In his remarks at the Garner Chamber of Commerce’s Connect conference, mayor Ronnie Williams invoked 1987, the year Garner High won the football state title. He said the town would remember 2014 in a similar vein, and he wasn’t referring to the highly-regarded 2014 Trojan football team.
“Great things are going to happen this year,” Williams said.
The 2014 Connect conference at the Grand Marquee Ballroom fixated on both Wake County’s and Garner’s growth, and drilled down into the causes and effects of various elements of that growth as well as the challenges it has created.
Speakers included current and former county managers, business recruitment experts, school board members, town leaders and the developer driving Garner’s massive commercial development at White Oak. Updates on Garner bond projects, recruitment to the former ConAgra site, White Oak development and the school bond looked back at what’s been going on in recent months. But much of the words directed at about 200 attendees looked forward.
Never miss a local story.
While talk does not guarantee concrete results, concrete has been poured at White Oak and has at least effectively been bought to pour in downtown Garner, at a new police station, and on a new South Garner High School. While dramatic future growth remains hypothetical, the area’s trajectory suggests it may be inevitable.
Wake certainties: death, taxes and growth
Richard Stevens, Wake County manager for two decades starting in 1980 and a former state Senator, spoke of a meeting early in his tenure during which he was presented with big growth projections.

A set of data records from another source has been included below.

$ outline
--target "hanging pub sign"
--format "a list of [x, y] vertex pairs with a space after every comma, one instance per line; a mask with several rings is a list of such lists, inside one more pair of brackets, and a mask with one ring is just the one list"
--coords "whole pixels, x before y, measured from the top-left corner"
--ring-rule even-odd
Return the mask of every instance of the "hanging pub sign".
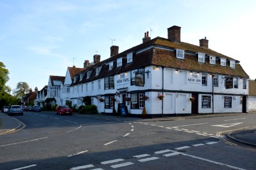
[[226, 78], [226, 89], [233, 88], [233, 78]]
[[135, 86], [144, 86], [144, 74], [135, 73]]

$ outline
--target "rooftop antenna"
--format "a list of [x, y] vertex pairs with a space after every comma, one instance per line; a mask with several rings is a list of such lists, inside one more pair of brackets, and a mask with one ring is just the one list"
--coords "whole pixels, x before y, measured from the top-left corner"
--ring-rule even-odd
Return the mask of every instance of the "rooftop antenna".
[[152, 37], [152, 32], [153, 32], [153, 29], [152, 28], [151, 28], [150, 27], [149, 27], [149, 28], [150, 29], [150, 37]]
[[108, 39], [110, 39], [110, 40], [111, 40], [111, 46], [113, 46], [113, 41], [115, 41], [116, 40], [111, 39], [110, 38], [108, 38]]

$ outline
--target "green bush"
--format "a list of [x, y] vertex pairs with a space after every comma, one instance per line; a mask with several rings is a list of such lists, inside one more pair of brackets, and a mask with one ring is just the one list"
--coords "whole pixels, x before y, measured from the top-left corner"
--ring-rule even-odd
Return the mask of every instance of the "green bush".
[[86, 114], [98, 114], [97, 107], [94, 105], [83, 106], [81, 108], [80, 113]]

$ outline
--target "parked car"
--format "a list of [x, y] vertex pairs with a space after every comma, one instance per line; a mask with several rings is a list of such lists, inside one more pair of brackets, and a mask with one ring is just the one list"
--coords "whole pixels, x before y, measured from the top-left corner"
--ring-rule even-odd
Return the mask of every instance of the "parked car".
[[21, 106], [18, 105], [13, 105], [10, 107], [9, 109], [8, 110], [8, 115], [11, 114], [19, 114], [23, 115], [23, 110]]
[[41, 112], [41, 108], [38, 105], [34, 105], [32, 108], [32, 112]]
[[56, 108], [56, 114], [60, 115], [64, 114], [73, 114], [72, 109], [71, 109], [69, 106], [66, 105], [59, 105]]
[[27, 106], [26, 107], [26, 111], [31, 111], [32, 110], [32, 107], [31, 106]]

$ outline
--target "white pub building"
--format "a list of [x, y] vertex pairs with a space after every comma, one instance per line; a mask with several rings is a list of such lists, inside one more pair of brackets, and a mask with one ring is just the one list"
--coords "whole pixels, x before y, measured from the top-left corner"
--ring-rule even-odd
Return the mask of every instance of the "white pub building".
[[111, 47], [111, 57], [74, 76], [70, 100], [78, 106], [91, 97], [99, 113], [117, 112], [127, 107], [130, 116], [149, 117], [214, 113], [247, 112], [249, 76], [240, 62], [208, 48], [181, 41], [181, 27], [167, 29], [168, 38], [152, 40], [145, 33], [143, 42], [119, 53]]

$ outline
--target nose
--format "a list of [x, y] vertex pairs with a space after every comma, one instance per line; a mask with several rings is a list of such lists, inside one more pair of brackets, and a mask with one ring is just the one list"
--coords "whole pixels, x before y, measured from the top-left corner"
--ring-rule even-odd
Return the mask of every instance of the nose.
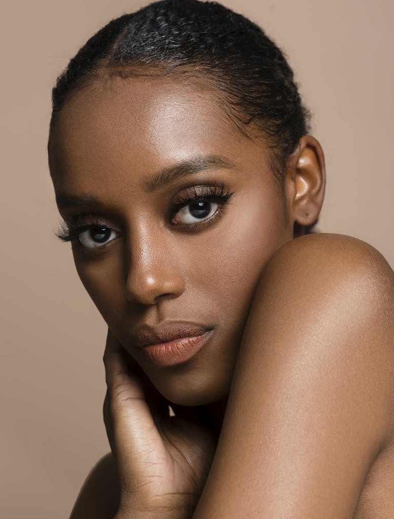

“We left the room saying, ‘No way, we can’t grow 50 percent in 20 years,’” Stevens said. “Do you know what the growth was in 2000 (from 1980)? It was 100 percent growth.”
He added: “It was great to see it. Growth is still the challenge in Wake County today.”
Since 2000, the population of the county has continued to rise from 628,000, and will crack 1 million this month. Garner has grown nearly as rapidly (from 19,000 to about 26,000), and, given its proximity to Raleigh and vast space in which to grow, town leaders expect even bigger changes down the pike.
“Garner’s uniqueness is its location. You’re close to downtown (Raleigh) but still have the feel of a small town. That’s a strength I think,” Stevens said.
Stevens attributed even faster development of towns like Cary, Holly Springs and Apex to their proximity to Research Triangle Park. But Cary and Morrisville have less room to grow, 540’s southern branch will provide a second link to RTP and a potential rail line could add a whole new dynamic. The developments at White Oak, Stevens said, will be huge, and a sign of things to come.
“You’ve got the infrastructure (in Garner),” Stevens said referring to road projects and potential for commuter rail.
Jim Hartmann, who has been county manager for four months, called commuter rail and other aspects of transit improvements “a matter of time.” Despite the just-passed state law that effectively prevents Wake County from a transit tax referendum before 2016, he said the county will continue with its aggressive schedule to study and plan transit expansion.
“We just need to be in a position where we have a good plan and a good vision for the future and a great understanding of how much things cost, so when the opportunity comes about we can go after it,” Hartman said.
A growing Core Development
Aside from announcing the new Carolina Ale House, Richard Barta said his development company Core Properties is currently engaged in seven active lease negotiations with retailers and restaurants as he fills out the northeast quadrant of the U.S. 70 and White Oak/Jones Sausage intersection.
“I know everyone wants to hear more names,” Barta said. “We want to be careful not to make announcements until we are at the finish line.”
He said there are also negotiations for some properties on the northwest quadrant. He showed images showing overhead views of the two quadrants, which have been cleared of trees. Foundations for North Carolina’s first Cabela’s sporting goods store have begun to be laid on property that will also host a seven-story Drury Inn.
The Cabela’s, he noted, will take a shopping center with a trade area of about 400,000 to one of 3.6 million, largely because of the distances people drive to get to the chain’s mega-stores.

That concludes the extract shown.